Il quadro clinico della tendinopatia dello sportivo varia in base alla fase della patologia (acuta o cronica) e al tendine coinvolto. Il sintomo cardine è il dolore localizzato, che inizialmente può comparire solo all’inizio o al termine dell’attività fisica, per poi diventare persistente anche a riposo nelle fasi più avanzate. I sintomi comuni includono:

  • Indolenzimento alla palpazione: dolore vivo quando si preme sull’area interessata o sull’inserzione ossea.
  • Rigidità articolare: particolarmente evidente al risveglio (rigidità mattutina) o dopo lunghi periodi di inattività.
  • Gonfiore e calore: segni di una possibile componente flogistica o di un ispessimento del corpo del tendine.
  • Crepitio: sensazione di sfregamento o piccoli rumori durante il movimento dell’articolazione.
  • Riduzione della forza: la sensazione dolorosa inibisce la contrazione muscolare, limitando la performance atletica e le attività quotidiane.

Diagnosi

La diagnosi di tendinopatia dello sportivo è essenzialmente clinica e viene formulata dal medico specialista (fisiatra o ortopedico) attraverso un’accurata anamnesi e un esame obiettivo mirato.

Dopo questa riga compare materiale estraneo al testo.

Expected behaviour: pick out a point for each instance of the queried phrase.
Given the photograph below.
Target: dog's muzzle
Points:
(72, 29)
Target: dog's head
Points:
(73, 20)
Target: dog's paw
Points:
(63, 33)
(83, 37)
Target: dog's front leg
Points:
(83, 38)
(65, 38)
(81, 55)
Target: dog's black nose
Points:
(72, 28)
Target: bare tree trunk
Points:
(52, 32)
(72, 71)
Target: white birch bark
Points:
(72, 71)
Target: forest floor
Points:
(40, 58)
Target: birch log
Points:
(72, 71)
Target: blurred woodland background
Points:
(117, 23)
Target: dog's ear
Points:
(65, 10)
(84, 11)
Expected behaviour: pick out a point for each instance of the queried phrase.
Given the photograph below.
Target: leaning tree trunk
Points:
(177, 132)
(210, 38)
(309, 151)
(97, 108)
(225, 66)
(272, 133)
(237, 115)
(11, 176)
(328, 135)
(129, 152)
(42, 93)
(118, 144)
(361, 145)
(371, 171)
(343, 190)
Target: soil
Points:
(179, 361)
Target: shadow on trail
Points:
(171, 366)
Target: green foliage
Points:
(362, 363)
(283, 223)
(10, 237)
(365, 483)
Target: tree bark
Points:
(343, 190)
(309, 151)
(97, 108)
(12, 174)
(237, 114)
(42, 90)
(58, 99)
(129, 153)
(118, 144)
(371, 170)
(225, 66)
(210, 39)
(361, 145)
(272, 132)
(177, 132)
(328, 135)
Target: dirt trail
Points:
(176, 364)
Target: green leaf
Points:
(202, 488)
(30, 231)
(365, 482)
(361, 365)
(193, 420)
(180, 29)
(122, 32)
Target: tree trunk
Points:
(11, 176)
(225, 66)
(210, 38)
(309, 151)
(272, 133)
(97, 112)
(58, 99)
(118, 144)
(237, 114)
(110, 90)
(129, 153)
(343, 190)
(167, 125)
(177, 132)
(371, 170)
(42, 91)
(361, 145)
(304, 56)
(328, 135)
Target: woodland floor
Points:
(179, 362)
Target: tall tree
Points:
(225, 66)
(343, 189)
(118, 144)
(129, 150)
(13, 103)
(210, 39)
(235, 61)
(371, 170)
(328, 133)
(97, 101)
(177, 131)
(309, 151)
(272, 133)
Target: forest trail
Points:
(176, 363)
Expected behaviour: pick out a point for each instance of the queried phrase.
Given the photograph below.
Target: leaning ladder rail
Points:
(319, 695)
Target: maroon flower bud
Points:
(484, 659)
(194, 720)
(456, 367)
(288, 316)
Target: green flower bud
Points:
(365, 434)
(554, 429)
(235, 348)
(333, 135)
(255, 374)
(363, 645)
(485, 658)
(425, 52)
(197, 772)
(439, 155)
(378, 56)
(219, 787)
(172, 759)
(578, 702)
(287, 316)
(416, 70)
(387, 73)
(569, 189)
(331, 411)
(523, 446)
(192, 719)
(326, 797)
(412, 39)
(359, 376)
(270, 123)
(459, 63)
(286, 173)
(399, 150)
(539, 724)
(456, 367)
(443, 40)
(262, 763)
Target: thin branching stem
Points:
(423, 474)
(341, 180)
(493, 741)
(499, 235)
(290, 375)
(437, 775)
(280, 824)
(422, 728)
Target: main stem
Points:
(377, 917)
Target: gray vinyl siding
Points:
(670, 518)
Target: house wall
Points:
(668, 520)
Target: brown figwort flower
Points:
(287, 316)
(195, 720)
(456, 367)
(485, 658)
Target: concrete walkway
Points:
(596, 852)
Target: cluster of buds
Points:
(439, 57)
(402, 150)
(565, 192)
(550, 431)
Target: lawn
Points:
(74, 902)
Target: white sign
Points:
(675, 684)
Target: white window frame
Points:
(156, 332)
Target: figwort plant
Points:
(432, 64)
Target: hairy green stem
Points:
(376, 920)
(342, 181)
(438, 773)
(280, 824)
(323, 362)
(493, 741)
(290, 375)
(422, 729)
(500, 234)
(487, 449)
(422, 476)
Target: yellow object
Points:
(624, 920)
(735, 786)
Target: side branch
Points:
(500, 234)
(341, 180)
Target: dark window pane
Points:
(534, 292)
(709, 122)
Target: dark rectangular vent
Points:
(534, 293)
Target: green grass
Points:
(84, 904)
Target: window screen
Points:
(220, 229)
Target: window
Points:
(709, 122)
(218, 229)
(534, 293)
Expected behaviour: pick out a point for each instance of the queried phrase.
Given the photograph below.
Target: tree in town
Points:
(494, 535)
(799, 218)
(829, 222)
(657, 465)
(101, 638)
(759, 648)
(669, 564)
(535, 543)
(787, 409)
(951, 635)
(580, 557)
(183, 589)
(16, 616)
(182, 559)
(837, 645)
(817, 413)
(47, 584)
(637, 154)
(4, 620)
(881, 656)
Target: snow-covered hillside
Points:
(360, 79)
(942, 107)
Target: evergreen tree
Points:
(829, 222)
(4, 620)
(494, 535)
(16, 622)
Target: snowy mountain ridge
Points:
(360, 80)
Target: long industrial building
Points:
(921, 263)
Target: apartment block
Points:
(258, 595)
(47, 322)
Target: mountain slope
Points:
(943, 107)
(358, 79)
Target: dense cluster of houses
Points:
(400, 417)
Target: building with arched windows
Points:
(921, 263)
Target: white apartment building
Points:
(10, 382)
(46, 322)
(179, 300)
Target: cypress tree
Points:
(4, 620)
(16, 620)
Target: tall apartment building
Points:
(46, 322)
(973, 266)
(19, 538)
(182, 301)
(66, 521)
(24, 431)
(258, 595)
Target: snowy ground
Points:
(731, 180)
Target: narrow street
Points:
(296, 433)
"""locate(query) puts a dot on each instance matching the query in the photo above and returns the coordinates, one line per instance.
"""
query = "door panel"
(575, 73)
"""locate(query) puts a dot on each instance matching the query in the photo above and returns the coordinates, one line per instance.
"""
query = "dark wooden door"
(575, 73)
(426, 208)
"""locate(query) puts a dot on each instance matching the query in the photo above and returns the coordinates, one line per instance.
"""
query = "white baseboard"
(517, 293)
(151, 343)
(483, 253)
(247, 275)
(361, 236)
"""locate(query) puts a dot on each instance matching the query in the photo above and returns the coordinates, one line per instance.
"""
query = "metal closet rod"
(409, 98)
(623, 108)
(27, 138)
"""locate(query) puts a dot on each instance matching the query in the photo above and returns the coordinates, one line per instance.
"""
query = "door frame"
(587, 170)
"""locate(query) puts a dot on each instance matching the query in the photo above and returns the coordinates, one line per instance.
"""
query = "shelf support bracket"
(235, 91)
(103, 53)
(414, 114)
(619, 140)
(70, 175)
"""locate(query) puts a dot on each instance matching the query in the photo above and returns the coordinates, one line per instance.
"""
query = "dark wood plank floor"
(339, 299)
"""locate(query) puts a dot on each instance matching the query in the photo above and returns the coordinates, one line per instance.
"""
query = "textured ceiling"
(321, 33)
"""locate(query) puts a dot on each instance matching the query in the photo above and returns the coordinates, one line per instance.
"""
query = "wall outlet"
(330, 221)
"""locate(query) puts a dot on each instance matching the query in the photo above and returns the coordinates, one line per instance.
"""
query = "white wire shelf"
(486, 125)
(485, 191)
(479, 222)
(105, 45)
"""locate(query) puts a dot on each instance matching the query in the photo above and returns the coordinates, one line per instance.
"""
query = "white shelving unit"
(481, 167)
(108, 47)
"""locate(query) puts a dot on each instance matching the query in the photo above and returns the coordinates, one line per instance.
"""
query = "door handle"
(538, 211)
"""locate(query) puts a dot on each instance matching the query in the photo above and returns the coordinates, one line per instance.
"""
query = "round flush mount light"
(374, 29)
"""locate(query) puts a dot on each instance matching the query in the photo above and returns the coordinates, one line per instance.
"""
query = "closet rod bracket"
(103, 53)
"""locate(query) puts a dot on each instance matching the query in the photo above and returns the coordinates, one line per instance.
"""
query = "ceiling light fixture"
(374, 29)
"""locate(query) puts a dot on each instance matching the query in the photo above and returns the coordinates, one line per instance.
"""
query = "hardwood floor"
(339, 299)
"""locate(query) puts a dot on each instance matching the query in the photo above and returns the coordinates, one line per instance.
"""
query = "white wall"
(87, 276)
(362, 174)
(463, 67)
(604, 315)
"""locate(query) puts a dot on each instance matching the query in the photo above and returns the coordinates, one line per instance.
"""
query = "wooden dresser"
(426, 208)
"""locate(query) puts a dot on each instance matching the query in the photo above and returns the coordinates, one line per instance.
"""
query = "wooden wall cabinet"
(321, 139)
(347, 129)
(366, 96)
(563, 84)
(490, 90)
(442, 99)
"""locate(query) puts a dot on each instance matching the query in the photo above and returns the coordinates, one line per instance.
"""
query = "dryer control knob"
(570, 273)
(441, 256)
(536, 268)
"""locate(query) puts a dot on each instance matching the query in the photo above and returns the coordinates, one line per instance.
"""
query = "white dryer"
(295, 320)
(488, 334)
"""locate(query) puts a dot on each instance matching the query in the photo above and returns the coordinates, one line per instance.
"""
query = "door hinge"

Durante la visita, il medico valuta la mobilità, la forza muscolare e l’evocazione del dolore tramite test funzionali specifici. Per confermare il sospetto clinico e stadiare la gravità del danno, si ricorre solitamente a esami strumentali quali:

  • Ecografia muscoloscheletrica: rappresenta l’esame di primo livello poiché permette di visualizzare in tempo reale alterazioni strutturali, ispessimenti e aree di degenerazione o microlesioni.
  • Risonanza magnetica (RM): indicata nei casi più complessi o quando è necessario pianificare un intervento chirurgico, offrendo una visione dettagliata dei tessuti molli e dell’osso circostante.
  • Radiografia: utile per escludere fratture da stress o per identificare la presenza di calcificazioni intratendinee (tendinopatia calcifica).

Approccio clinico e gestione

L’approccio più indicato viene stabilito caso per caso dal medico specialista, sulla base di un’attenta valutazione clinica. Quando i sintomi si presentano in modo persistente o marcato, è consigliabile richiedere quanto prima un parere medico qualificato.